La crise passant par là, l'activité se réduit. Des entreprises qui ne sont pas en danger immédiat vont en profiter pour améliorer leur rentabilité. A la différence des précédentes, elles n'avaient pas forcément planifié ces évolutions,
elles profitent simplement du contexte comme d'une opportunité pour faire évoluer leur outil industriel, fermer quelques entités, etc. Cela débouche sur des plans de départ volontaires, des fermetures d'entreprises. Dans ces cas, les raisons données aux représentants des salariés pour justifier la fermeture sont parfois très légères. Dans la filière agro-alimentaire, nous avons plusieurs exemples de sites restructurés ou fermés qui avaient fait la preuve de leur rentabilité, mais dont les dirigeants ont tout de même jugé qu'elle était trop faible. Il est aussi arrivé que les directions se contentent d'avancer comme justification des raisons purement conjoncturelles, comme la hausse des matières premières alimentaires du fait de la surproduction mondiale...

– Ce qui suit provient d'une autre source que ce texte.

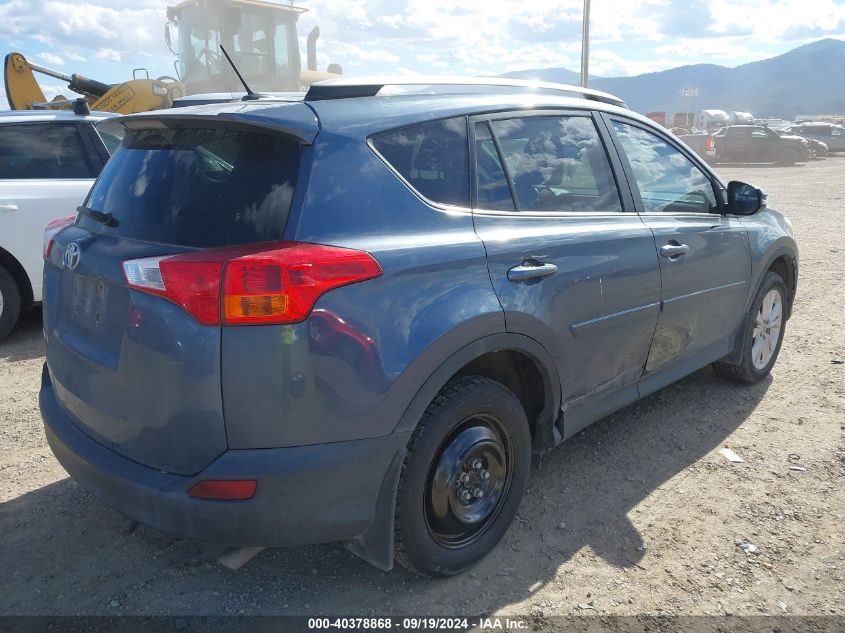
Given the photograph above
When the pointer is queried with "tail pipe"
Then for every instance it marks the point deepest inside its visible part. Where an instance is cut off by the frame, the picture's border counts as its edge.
(312, 48)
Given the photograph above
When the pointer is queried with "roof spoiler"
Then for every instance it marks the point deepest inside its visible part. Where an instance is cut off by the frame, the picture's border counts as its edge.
(346, 88)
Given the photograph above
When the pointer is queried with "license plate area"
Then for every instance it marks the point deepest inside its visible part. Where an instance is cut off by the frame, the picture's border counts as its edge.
(88, 302)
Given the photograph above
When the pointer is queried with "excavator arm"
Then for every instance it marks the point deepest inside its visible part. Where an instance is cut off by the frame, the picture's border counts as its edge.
(138, 95)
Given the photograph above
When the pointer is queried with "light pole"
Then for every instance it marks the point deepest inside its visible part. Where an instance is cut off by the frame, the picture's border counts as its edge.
(585, 45)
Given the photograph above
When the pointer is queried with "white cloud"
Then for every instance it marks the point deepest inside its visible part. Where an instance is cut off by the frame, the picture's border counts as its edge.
(49, 58)
(445, 36)
(108, 55)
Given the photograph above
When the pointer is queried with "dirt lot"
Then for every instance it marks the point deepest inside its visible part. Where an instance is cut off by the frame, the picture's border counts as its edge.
(638, 514)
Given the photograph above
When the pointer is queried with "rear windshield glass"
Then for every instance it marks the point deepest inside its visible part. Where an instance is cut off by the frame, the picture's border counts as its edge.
(433, 157)
(197, 187)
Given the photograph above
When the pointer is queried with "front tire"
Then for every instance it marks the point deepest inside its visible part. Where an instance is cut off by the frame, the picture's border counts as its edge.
(10, 303)
(762, 334)
(463, 477)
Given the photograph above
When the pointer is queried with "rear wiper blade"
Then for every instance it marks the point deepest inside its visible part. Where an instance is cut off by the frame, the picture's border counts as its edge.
(98, 216)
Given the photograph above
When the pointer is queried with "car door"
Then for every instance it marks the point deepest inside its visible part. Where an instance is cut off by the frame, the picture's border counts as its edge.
(46, 170)
(571, 263)
(704, 256)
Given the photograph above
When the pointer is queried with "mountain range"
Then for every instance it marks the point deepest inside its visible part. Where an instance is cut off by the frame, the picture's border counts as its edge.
(809, 79)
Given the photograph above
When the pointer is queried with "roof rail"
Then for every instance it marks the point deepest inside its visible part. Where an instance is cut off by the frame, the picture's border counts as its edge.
(349, 87)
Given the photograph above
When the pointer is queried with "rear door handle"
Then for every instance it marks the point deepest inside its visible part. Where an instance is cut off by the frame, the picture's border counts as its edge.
(673, 251)
(527, 271)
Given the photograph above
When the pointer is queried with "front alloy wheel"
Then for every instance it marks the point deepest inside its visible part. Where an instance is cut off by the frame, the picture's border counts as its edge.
(766, 336)
(762, 334)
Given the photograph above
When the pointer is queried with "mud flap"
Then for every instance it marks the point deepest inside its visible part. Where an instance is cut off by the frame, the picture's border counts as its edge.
(375, 545)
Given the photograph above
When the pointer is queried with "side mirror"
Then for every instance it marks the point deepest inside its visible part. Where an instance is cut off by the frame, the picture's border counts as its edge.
(744, 199)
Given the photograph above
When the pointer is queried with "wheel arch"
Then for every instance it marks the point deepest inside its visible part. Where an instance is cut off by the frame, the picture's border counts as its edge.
(782, 260)
(375, 545)
(506, 358)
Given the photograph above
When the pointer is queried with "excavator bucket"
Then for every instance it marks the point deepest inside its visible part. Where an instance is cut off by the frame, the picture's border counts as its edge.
(22, 89)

dans une quinzaine d'entreprises où nous sommes intervenus, la direction en a profité pour revenir sur un certain nombre d'accords sociaux, en particulier sur les accords de réduction du temps de travail. Il n'y a pas d'effets sur l'emploi, mais des effets sur le salaire qui peuvent être importants. Nous sommes ainsi intervenus dans une entreprise où, après un plan de départs volontaires, la direction a demandé aux salariés de travailler 4h33 de plus par semaine pour le même prix. Ils travaillent plus tout en gagnant autant!

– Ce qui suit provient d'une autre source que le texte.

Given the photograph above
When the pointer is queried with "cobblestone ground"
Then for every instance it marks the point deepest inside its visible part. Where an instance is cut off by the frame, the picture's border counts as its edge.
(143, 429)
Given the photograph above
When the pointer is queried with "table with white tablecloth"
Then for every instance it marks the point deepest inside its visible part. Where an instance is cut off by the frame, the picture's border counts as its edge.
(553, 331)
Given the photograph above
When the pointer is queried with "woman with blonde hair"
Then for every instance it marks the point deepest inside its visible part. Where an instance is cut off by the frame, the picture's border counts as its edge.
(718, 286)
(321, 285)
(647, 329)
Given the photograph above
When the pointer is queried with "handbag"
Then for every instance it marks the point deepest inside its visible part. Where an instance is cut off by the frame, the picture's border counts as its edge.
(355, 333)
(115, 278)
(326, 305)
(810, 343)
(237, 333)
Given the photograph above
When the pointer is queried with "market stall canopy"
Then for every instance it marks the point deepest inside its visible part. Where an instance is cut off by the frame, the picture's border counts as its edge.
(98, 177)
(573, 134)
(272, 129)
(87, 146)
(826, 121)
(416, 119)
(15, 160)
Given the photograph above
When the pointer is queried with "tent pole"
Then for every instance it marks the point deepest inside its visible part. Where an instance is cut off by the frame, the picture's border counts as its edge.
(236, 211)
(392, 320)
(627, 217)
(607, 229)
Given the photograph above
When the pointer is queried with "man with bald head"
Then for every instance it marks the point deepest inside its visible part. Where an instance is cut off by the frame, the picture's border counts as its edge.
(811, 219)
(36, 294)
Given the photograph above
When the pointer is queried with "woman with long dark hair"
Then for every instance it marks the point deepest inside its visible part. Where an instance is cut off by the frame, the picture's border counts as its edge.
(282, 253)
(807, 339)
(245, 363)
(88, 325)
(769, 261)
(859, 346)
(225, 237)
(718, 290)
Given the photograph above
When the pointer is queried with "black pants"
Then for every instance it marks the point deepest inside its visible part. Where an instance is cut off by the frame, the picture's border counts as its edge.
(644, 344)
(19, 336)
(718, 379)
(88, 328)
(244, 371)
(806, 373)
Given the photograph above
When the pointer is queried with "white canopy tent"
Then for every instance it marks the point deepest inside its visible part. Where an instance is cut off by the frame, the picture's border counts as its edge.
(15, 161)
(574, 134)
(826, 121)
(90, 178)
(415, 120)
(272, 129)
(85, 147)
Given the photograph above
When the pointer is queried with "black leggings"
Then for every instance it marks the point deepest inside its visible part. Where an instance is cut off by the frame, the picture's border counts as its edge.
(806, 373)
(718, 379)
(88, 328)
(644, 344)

La crise précipite les événements. C'est d'autant plus vrai quand il y a la pression de l'actionnaire, et cette pression est d'autant plus forte que le centre de décision est éloigné. Le cas célèbre d'un sous-traitant automobile qui défraie l'actualité [Molex, ndlr], où la direction n'a même pas essayé de se déguiser derrière une justification économique quelconque, en est un exemple caricatural. Sur place, les directions locales n'ont pas grand-chose à négocier, elles n'ont pas de grain à moudre, elles ne savent pas comment s'y prendre avec les ordres qu'elles reçoivent d'en haut. Les grandes orientations du groupe sont traitées très loin, très haut, et souvent à l'étranger. La financiarisation de l'économie a un effet très pervers, elle met beaucoup l'accent sur les objectifs à court terme d'un ou deux ans – ce qui correspond d'ailleurs en général à la durée du contrat de travail des directions locales!...

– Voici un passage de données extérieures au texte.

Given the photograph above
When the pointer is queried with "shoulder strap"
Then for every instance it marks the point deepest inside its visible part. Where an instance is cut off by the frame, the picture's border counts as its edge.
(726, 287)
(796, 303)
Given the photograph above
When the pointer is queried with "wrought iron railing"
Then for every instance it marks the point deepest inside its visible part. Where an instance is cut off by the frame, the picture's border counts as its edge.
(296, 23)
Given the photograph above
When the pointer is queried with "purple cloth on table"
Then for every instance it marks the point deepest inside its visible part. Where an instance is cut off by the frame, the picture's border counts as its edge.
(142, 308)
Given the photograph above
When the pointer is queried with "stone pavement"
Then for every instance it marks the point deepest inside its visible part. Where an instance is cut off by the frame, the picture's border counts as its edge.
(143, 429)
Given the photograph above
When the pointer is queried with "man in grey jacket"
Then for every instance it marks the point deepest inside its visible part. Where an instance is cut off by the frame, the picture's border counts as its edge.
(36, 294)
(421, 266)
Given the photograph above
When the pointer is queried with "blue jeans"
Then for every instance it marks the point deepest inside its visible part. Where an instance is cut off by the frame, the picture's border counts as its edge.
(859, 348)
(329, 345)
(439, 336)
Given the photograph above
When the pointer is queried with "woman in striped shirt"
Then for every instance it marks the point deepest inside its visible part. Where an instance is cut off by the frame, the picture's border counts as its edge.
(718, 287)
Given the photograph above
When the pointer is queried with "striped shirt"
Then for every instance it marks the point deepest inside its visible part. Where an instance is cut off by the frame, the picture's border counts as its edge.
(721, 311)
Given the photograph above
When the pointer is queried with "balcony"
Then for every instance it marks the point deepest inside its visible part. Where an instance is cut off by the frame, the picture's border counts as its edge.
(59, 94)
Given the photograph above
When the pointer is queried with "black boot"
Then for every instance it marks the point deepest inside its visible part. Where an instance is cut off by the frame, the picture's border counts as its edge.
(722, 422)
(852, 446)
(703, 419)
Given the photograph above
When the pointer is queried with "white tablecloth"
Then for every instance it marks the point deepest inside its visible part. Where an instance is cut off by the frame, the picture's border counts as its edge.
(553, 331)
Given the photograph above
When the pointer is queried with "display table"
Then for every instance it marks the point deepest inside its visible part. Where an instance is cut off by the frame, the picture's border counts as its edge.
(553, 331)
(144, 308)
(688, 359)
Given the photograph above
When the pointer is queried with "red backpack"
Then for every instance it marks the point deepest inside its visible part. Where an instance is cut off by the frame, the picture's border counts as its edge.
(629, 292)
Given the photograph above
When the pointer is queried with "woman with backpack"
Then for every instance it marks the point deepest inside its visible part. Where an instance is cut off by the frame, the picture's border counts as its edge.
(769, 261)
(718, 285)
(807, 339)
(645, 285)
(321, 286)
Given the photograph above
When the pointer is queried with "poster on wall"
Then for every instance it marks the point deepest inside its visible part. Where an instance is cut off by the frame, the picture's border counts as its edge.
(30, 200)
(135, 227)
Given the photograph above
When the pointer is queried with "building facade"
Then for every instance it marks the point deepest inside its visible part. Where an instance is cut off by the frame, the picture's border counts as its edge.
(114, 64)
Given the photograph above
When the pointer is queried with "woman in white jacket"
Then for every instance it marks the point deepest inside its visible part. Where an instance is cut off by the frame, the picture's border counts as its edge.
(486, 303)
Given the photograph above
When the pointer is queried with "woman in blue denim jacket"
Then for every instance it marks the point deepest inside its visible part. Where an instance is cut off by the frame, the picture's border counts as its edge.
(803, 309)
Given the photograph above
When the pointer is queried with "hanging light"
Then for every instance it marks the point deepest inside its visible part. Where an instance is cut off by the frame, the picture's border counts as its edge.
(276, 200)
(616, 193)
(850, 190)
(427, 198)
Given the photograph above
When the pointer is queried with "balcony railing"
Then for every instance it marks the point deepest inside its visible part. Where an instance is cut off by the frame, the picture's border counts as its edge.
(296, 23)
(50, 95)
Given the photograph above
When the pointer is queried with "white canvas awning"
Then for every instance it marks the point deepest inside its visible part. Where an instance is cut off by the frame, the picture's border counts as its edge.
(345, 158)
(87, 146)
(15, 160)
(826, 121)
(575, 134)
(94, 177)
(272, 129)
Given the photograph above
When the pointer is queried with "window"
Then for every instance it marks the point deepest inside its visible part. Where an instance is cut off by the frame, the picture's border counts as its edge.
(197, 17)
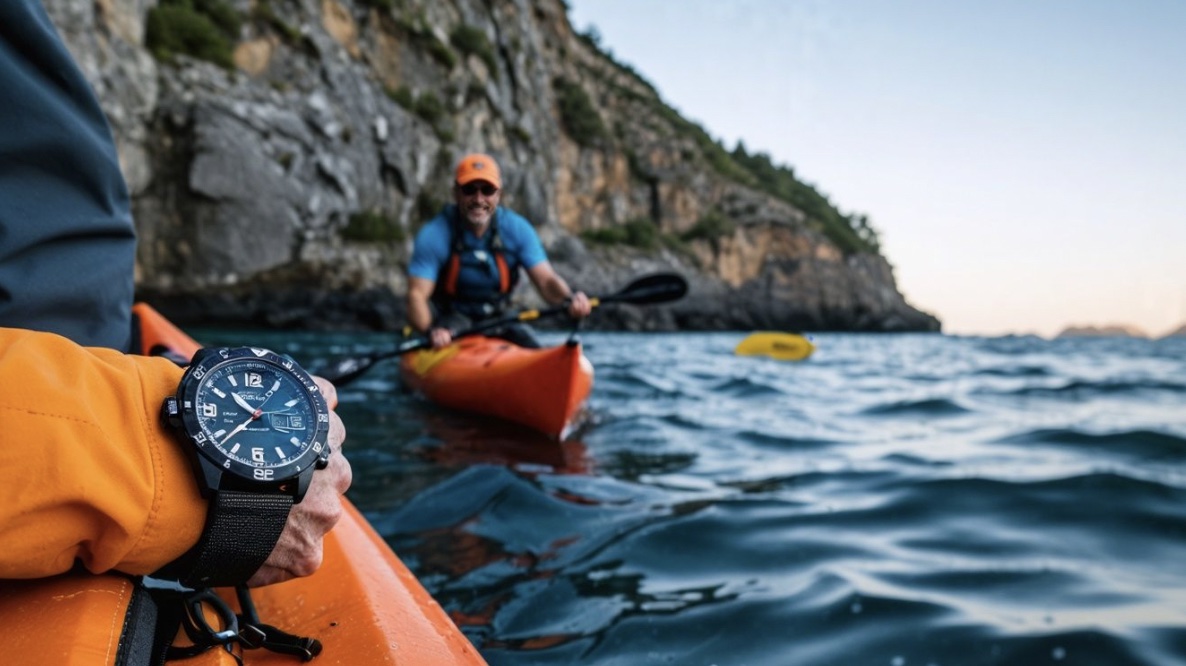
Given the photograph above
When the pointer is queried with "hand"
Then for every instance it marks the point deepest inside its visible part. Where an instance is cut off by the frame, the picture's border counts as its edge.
(440, 337)
(300, 548)
(579, 306)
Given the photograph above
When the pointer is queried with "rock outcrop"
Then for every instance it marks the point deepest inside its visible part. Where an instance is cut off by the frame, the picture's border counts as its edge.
(284, 186)
(1109, 331)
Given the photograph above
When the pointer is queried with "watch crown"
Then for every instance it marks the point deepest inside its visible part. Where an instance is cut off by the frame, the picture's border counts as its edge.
(172, 411)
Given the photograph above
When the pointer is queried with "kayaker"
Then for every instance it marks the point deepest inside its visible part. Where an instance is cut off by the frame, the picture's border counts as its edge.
(466, 261)
(91, 481)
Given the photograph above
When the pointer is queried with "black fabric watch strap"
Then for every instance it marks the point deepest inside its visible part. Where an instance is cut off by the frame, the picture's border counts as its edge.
(240, 533)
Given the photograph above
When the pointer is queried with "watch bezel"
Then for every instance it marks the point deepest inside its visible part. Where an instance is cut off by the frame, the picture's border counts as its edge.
(211, 359)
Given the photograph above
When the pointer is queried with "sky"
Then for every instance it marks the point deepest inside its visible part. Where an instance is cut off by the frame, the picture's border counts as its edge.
(1022, 161)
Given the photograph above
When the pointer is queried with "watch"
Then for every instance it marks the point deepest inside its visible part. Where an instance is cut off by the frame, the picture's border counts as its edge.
(256, 428)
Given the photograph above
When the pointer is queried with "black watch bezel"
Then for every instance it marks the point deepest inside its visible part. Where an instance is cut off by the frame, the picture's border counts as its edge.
(244, 475)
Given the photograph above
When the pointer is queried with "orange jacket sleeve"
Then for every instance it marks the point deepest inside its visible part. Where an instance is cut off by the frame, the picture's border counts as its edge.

L'horizon de l'entreprise est borné à un, deux ans maximum, ce qui entraîne des décisions plus brutales, moins anticipées, moins préparées, et des salariés qui se retrouvent après un licenciement dans des conditions de mobilité plus difficiles. On passe de la création de valeur pour l'entreprise à la création de valeur actionnariale, la pression est telle sur les marchés financiers pour sortir des taux de rendement que les directions ont gratté tout ce qu'elles pouvaient gratter dans l'appareil économique. La financiarisation a souvent supprimé les réserves de fonds propres des entreprises, car il fallait pouvoir servir des dividendes en rapport avec ce que le marché exigeait. On se retrouve donc avec des sociétés fragilisées par rapport à la conjoncture : elles ont plus de mal à résister, à gérer les bas de cycle. C'est le cas dans les grands groupes, mais aussi chez les PME sous-traitantes : pour obtenir des rendements élevés, les groupes donneurs d'ordre ont évacué le risque sur l'ensemble de la filière."